Ce faisant Todd rejoint l’analyse de Jean-Paul Delevoye quand celui-ci estime que le vrai clivage se situe entre ceux qui bénéficient de la mondialisation et ceux qui la subissent. Quelle que soit la réponse finale, la gauche ne doit pas éviter de mettre ce sujet sur la table. “La bonne démocratie fonctionne quand une partie importante des élites prend en charge les intérêts économiques et moraux de l’ensemble de la population” met en garde Emmanuel Todd.
A cet égard DSK avec sa casquette de patron du FMI part avec un lourd handicap. Investir l’homme de Washington c’est quelque part avaliser une mondialisation qui broie les plus faibles. C’est surtout donner du grain à moudre au FN qui n’a de cesse de clamer que gauche et droite c’est blanc bonnet et bonnet blanc.
François Hollande a l’avantage d’être le mieux placé pour faire la synthèse à gauche. Il apparaît toutefois prisonnier d’une construction européenne qu’il a cautionné comme chef du PS pendant onze ans.
Brillant, travailleur, le président du conseil général de Corrèze doit désormais prouver qu’il est capable de passer du consensus mou à la « rupture tranquille », de prendre une dimension nouvelle en enfilant les habits de candidat officiel. Ce sera là sans aucun doute la clé de sa réussite ou de son échec dans sa quête du graal présidentiel.
Il ne suffira pas en effet au député de Corrèze d’être le chouchou des médias et des diners parisiens par un discours courageux et novateur sur la fiscalité. Il lui faudra trouver les mots pour renouer les élites avec le peuple. Pour devenir le messager des sans voix et non le porte-parole des élites. Dans cet exercice périlleux mais nécessaire, François Hollande pourra compter sur ses réels talents d’orateur en prenant garde toutefois de ne pas retomber dans son vieux travers d’une causticité qui finit par être contreproductive.
Les temps ont changé.
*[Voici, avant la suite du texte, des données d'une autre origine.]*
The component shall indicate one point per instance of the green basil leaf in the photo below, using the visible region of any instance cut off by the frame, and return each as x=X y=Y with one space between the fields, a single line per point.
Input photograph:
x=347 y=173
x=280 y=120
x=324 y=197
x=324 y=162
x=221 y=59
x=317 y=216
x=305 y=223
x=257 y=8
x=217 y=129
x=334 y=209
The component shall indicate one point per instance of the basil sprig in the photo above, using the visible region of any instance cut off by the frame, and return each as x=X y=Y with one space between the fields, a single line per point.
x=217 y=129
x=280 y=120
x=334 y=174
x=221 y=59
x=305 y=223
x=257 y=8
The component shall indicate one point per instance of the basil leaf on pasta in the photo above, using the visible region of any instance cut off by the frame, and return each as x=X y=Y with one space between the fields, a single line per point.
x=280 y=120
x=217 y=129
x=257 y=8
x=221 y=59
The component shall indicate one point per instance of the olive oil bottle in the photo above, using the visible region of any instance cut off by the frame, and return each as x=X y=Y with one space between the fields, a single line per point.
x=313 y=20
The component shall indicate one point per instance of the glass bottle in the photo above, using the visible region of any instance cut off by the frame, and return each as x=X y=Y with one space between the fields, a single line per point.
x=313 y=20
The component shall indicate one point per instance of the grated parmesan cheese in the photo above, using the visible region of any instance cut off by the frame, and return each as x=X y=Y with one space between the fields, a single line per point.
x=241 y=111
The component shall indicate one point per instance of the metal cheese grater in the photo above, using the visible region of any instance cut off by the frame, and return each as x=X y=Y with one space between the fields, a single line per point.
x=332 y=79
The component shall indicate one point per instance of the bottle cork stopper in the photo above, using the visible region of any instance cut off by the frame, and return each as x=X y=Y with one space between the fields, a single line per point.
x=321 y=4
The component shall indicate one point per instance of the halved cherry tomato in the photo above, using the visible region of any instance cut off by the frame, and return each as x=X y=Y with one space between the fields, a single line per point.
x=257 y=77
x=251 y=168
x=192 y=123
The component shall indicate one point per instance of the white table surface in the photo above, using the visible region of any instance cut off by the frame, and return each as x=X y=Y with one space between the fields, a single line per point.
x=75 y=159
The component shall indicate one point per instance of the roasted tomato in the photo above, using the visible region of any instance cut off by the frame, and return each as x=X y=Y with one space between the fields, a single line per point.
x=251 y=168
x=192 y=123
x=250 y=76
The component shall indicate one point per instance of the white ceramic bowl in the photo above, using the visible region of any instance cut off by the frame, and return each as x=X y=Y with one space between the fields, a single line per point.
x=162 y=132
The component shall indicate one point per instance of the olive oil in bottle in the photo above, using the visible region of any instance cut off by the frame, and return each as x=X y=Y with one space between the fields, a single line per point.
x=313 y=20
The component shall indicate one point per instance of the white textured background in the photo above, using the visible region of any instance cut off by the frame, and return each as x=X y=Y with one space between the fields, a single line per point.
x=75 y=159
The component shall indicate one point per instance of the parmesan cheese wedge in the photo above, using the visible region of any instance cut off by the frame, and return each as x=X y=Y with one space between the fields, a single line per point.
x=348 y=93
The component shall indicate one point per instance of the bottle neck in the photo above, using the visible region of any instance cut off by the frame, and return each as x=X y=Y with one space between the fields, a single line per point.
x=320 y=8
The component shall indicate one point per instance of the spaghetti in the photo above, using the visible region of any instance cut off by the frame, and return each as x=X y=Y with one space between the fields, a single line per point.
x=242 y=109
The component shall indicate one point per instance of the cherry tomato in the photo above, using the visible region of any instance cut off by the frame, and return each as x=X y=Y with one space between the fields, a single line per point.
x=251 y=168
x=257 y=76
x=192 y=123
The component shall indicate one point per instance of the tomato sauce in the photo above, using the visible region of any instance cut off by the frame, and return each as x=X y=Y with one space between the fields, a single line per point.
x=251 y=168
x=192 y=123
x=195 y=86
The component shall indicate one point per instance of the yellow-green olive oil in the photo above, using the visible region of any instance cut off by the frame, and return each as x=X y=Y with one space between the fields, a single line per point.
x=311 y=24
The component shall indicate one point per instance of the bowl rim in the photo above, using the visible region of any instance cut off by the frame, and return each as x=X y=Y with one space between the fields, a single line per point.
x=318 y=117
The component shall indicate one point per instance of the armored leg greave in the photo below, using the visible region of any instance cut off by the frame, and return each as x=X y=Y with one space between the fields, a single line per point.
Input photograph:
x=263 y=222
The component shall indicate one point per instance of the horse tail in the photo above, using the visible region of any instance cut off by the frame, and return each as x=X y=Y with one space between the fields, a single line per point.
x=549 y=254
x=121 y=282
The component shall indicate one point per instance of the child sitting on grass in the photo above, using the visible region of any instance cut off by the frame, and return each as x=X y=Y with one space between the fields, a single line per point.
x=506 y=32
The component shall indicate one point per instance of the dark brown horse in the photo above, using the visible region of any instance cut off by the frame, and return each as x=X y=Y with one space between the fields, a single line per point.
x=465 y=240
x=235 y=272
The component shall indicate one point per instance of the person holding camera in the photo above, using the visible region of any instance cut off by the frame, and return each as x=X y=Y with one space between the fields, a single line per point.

Les Français exaspérés par le bling bling et les passe-droits attendent de la classe politique un minimum d’éthique et d’exemplarité. Il semblerait que François Hollande ait entendu le message.
Le 23 mars dernier, Philippe-Xavier Bonnefoy, secrétaire national à la vie des fédérations et aux élections, proche de François Hollande, est le seul à s’être élevé (avec le soutien de Delphine Mérargue) en Bureau national contre l’autorisation donnée à Jean-Noël Guérini d’organiser le scrutin, prévu le mardi 29 mars pour désigner le candidat à la présidence du conseil général.
La question n’est pas neutre car le président du conseil général des Bouches-du-Rhône seul candidat à sa propre succession cumule, en violation des statuts du PS et dans un clientélisme omniprésent, la direction de la fédération socialiste et du département.
Philippe-Xavier Bonnefoy a estimé que, “du point de vue des statuts comme de l’éthique”, il ne lui semblait pas possible que “dans un département, un responsable fédéral organise un vote pour sa propre candidature” et demandé au bureau, pour la troisième fois depuis que la famille Guérini est sous les projecteurs judiciaires que le premier fédéral démissionne de son poste avant le scrutin.